It took all of Ash’s control to keep calm. Evie chose her words to try to jam a wedge between Ash and Mason, mate bond be damned. He hadn’t helped the situation by keeping the facts from her. Everything she had learned about the man in the short time she spent with him told her the council was looking at the wrong person, but then why would he keep her out of it?

“I know you are new to this pack, given the council hasn’t had time to update its records,” Evie continued. “But I have to tell you there are dark rumors about their activities. I’ve heard talk of blood feuds, and now blood has been spilled. If you are ever needing any assistance, or if you hear anything that might help us solve this attack, please call me.”

She extended her card, allowing her expression to soften. To Mason and any other observer, it would look like she’d gone from considering Ash a suspect herself to a potential victim. Ash played her part, accepting the card with a shake of her head.

“I don’t put much stock into rumors, to be honest, but I thank you for your concern.” Ash frowned at the card but slipped it into her pocket. “I hope you catch the actual culprits.”

Evie looked like she was going to respond, but her eyes flashed as Mason stepped beside his mate with his glare fixed on the council representative. Evie met his challenge.

“I’ve arranged for one of my men to take Ash home,” he said. “She’s neither a suspect nor a witness.”

“I …” Ash’s objection died in her throat when she met her mate’s eyes. He wasn’t asking. He was commanding. Worse, her wolf all but rolled over and showed her belly in submission.

Ash felt two sets of eyes following her as Mason’s enforcer escorted her to the car. Her best friend followed her movement with as much attention as her mate did.

Alone and back ather place, she paced the cozy little cabin they’d assigned her in a fruitless attempt to soothe her anger. How was she supposed to support Mason if he kept her at arm’s length in a crisis? No. How could she complete the investigation if he kept her away from it? That internal conflict stopped her midstep.

Damn, this mate bond. It hardly had time to solidify, and it was already shifting her priorities. A low growl escaped her throat. After a deep breath failed to calm her, she started toward the door. She needed to hit something. Maybe that would shake off the weak-in-the-knees effect Mason had on her.
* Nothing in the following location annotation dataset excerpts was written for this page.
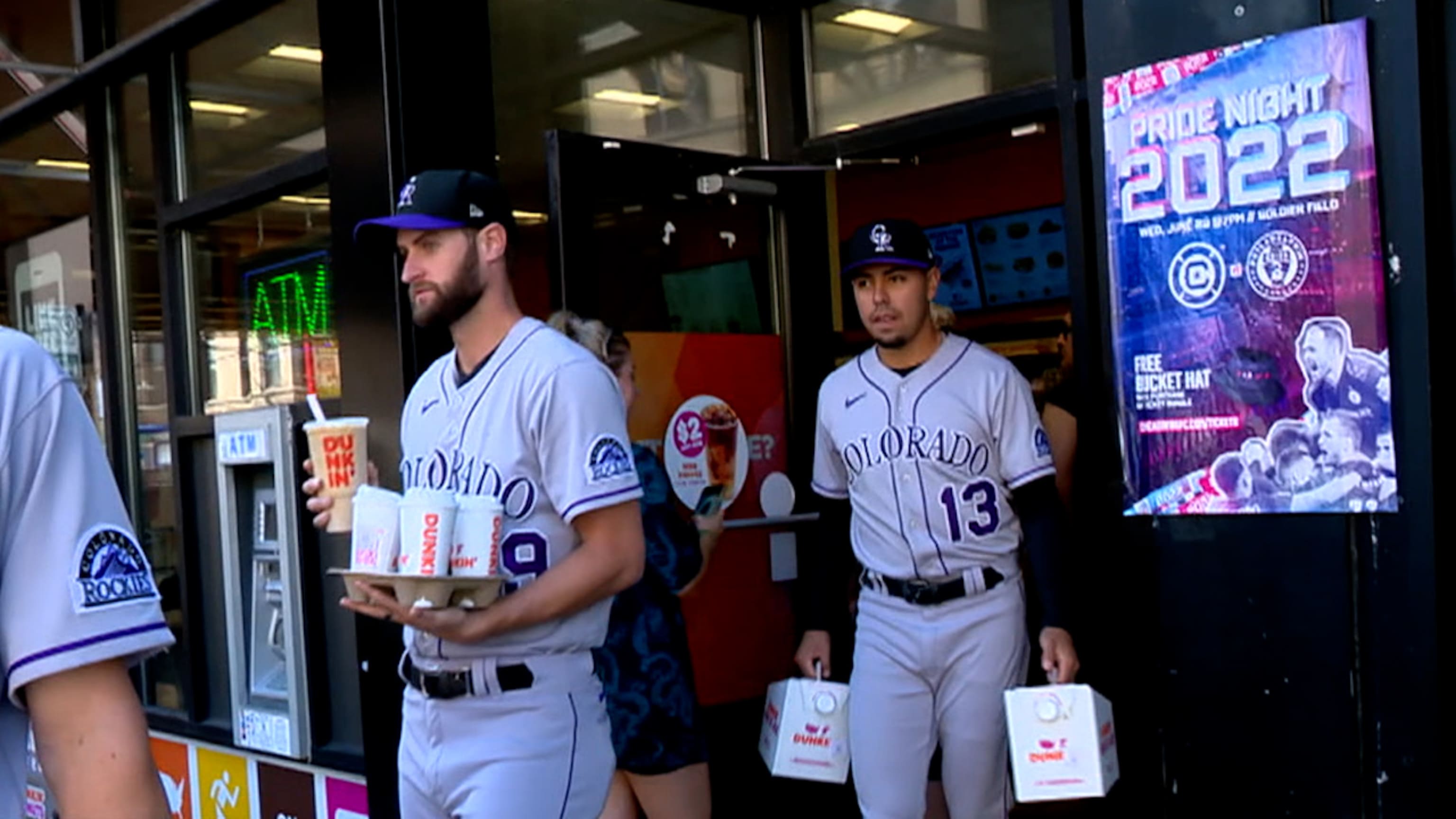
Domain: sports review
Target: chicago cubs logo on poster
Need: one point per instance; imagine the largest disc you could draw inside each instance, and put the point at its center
(1248, 282)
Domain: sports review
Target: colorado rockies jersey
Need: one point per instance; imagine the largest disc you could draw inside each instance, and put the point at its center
(542, 428)
(929, 461)
(75, 586)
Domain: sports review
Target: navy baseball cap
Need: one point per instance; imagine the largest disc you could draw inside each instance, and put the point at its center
(887, 241)
(440, 200)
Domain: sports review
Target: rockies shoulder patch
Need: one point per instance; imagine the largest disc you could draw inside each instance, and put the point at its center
(1043, 444)
(109, 570)
(609, 458)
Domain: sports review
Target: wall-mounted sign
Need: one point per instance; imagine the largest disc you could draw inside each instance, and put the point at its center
(1248, 282)
(705, 446)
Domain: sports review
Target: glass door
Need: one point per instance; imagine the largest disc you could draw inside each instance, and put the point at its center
(673, 250)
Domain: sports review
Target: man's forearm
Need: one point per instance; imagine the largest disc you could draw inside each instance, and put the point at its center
(91, 738)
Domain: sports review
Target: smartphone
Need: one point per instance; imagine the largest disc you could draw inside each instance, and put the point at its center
(710, 502)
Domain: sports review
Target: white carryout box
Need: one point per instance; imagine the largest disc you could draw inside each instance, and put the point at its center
(1062, 742)
(806, 730)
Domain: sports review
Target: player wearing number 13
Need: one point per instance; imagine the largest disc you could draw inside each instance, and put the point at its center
(937, 445)
(503, 713)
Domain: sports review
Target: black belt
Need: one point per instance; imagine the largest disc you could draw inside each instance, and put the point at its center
(447, 685)
(927, 593)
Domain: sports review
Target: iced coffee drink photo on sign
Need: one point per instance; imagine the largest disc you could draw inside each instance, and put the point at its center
(338, 451)
(705, 446)
(721, 425)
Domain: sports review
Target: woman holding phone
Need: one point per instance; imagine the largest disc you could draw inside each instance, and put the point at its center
(644, 665)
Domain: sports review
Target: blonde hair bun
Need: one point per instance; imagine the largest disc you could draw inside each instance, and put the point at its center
(589, 333)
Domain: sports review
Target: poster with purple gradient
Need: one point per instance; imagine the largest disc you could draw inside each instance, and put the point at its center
(1248, 291)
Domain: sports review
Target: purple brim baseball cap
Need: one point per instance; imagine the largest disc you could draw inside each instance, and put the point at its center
(410, 222)
(897, 261)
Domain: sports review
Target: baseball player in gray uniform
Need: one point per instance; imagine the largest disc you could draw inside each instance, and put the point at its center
(937, 445)
(503, 713)
(78, 602)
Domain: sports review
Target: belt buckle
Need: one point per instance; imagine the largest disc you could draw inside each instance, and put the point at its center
(919, 592)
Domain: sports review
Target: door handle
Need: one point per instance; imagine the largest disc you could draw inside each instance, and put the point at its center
(768, 522)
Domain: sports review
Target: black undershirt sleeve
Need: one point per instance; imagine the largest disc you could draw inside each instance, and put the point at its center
(1045, 535)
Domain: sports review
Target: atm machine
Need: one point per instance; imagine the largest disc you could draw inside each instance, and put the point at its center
(258, 479)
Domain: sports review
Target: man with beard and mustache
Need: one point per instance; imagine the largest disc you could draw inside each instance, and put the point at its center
(503, 713)
(937, 445)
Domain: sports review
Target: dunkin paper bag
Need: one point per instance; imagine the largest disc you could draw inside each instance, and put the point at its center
(806, 730)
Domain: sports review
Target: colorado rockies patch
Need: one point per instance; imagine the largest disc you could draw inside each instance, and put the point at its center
(109, 570)
(609, 460)
(1043, 444)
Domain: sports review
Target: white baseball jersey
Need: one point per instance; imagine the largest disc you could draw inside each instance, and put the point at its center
(929, 461)
(542, 428)
(75, 586)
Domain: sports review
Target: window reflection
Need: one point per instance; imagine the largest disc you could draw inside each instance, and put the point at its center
(255, 95)
(887, 59)
(267, 305)
(48, 288)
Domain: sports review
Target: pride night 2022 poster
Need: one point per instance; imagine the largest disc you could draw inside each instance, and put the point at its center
(1248, 288)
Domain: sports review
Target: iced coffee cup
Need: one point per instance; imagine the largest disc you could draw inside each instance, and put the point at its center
(340, 454)
(723, 446)
(375, 544)
(480, 528)
(426, 532)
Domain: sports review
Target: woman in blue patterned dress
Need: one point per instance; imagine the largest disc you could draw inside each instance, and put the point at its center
(644, 665)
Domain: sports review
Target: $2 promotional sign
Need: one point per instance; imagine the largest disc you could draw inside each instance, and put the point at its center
(1248, 282)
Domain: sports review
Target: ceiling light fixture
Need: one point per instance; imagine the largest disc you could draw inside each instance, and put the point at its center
(628, 97)
(321, 201)
(300, 53)
(874, 21)
(226, 109)
(63, 164)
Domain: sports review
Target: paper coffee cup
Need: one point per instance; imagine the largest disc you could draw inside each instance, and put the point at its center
(480, 529)
(426, 532)
(340, 454)
(375, 546)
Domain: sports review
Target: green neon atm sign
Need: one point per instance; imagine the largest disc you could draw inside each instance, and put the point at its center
(293, 298)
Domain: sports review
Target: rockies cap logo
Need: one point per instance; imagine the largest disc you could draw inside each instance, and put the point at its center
(882, 238)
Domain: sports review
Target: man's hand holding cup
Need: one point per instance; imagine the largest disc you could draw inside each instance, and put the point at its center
(322, 505)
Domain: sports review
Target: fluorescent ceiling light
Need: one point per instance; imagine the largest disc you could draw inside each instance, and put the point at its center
(874, 21)
(299, 53)
(628, 97)
(228, 109)
(322, 201)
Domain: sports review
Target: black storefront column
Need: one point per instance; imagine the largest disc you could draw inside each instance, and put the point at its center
(1291, 661)
(407, 88)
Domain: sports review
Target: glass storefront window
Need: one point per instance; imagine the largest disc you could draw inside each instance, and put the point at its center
(50, 289)
(267, 305)
(156, 521)
(887, 59)
(644, 71)
(255, 95)
(37, 47)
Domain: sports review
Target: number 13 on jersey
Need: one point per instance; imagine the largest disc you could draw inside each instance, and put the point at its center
(980, 508)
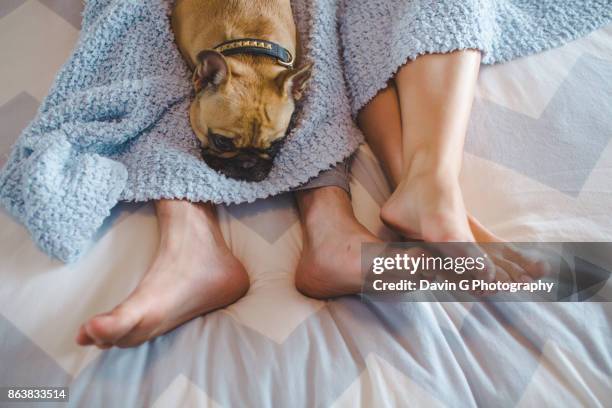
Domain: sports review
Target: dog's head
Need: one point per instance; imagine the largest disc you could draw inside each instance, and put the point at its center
(242, 111)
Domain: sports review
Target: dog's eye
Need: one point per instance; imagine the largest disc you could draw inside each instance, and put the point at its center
(276, 145)
(222, 143)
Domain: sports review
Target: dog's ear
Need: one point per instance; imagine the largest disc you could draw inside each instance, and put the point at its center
(293, 82)
(212, 70)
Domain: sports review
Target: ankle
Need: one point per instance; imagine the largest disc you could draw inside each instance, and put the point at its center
(184, 223)
(433, 164)
(324, 209)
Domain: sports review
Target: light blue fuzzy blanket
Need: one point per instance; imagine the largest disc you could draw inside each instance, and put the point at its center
(115, 125)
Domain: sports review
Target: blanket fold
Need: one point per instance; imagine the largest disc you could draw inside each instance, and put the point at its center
(379, 36)
(115, 124)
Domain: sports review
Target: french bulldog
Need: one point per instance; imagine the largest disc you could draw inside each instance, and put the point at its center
(242, 54)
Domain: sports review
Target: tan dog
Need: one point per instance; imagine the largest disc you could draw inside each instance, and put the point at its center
(245, 96)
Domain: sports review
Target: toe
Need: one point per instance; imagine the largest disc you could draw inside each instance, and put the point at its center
(516, 273)
(534, 266)
(82, 338)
Thankfully, the pack’s gym was blessedly empty. It was a spacious room on two levels with a full basketball court and a dozen treadmills, exercise bikes, and other machines on the ground floor. The second level overlooked the basketball court with a boxing ring and multiple punching bags reinforced to handle a shifter’s enhanced strength.

Twenty minutes and a flurry of punches and kicks to one of those bags had it swinging madly while Ash panted to recover her breath. As she did, her idle thoughts turned to Mason. She couldn’t keep him at bay, even in her mind. She wanted him, and the harder she worked out, the more she thought about a better way to exert her energy.

Her shin slammed into the bag, sending it careening into a spin as she began another session. She would have pushed that one past a half hour, but the doors below opened, followed by footsteps.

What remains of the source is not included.